The old version of the wikidata-analysis repo, which generated the maps (along with other things) was terribly inefficient. The whole task of analysing the dump and generating data for various visualisations was tied together using a bash script which ran multiple python scripts in turn.

  • The script took somewhere between 6 and 12 hours to run.
  • At some points this script needed over 6GB of memory to run. And this was running when Wikidata was much smaller, this probably wouldn’t even run any more.
  • All of the code was hard to read, follow and understand.
  • The code was not maintained and thus didn’t actually run any more.

The Rewrite

The initial code that generated the map can mainly be found in the following two repositories which were included as sub-modules into the main repo:

The code worked on the Mediawiki page dumps for Wikidata and relied on the internal representation of Wikidata items and thus as this changed everything broke.

The wda repository pointed toward the Wikidata-Toolkit which is written in Java and is actively maintained, and thus the rewrite began! The rewrite is much faster, easily understood and easily expandable (maybe I will make another post about it once it is done)!

The change to the map in 19 months

Unfortunately according to the settings of my blog currently I can not upload the 2 versions of the map so will instead link to the the twitter post announcing the new map as well as the images used there (not full size).
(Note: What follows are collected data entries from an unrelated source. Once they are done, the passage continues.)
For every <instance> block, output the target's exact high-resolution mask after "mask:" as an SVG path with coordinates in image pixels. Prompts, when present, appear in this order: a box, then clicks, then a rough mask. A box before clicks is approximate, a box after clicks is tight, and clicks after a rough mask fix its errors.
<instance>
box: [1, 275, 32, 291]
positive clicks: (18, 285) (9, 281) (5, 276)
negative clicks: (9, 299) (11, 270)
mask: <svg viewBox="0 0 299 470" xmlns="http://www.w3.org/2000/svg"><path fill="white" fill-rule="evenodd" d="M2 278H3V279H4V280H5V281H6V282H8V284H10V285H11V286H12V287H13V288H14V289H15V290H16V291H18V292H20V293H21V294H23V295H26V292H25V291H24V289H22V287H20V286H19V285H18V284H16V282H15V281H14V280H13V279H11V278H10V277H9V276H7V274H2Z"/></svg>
The tweet can be found here.

Wikidata map 7 Nov 2013

Wikidata map 3 June 2015

As you an see, the bottom map contains MORE DOTS! Yay!

Still to do

  • Stop the rewrite of the dump analyser using somewhere between 1 and 2GB ram.
    • Problem: Currently the rewrite takes the data it wants and collects it in a Java JSON object writing to disk at the end of the entire dump has been read. Because of this lots of data ends up in this JSON object and thus in memory, and as we analyse things more this problem is only going to get worse.
    • Solution: Write all data we want directly to disk. After the dump has fully been analysed read all of these output files individually and put them in the format we want (probably JSON).
  • Make all of the analysis run whenever a new JSON dump is available!
  • Keep all of the old data that is generated! This will mean we will be able to look at past maps. Previously the maps were overwritten every day.
  • Fix the interactive map!
    • Problem: Due to the large amount of data that is now loaded (compared with then the interactive map last worked 19 months ago) the interactive map crashes all browsers that try to load it.
    • Solution: Optimise the JS code for the interactive map!
  • Add more data to the interactive map! (of course once the task above is done)

Maps Maps Maps!

Wikidata map visualizations

the Wikidata LogoIn 2013 and 2014 I made a few presentations to various groups of people talking about Wikidata.

When creating those presentations I used as many graphical representations of the data in Wikidata as possible to try and give people an clearer picture of what is already stored.

One of the best visualisations at the time was the Wikidata map created by Denny Vrandečić which came after the introduction of coordinate locations to Wikidata.

Below you can see a GIF showing the additions of the coordinate location property to Wikidata items over roughly the first 40 days of enabling the coordinates data type.

By Denny Vrandecic and Lydia Pintscher (Own work) [CC0], via Wikimedia Commons

 Below are some of the images that I extracted from the full map for use in my presentations. Although they are now quite outdated they are still great to look at!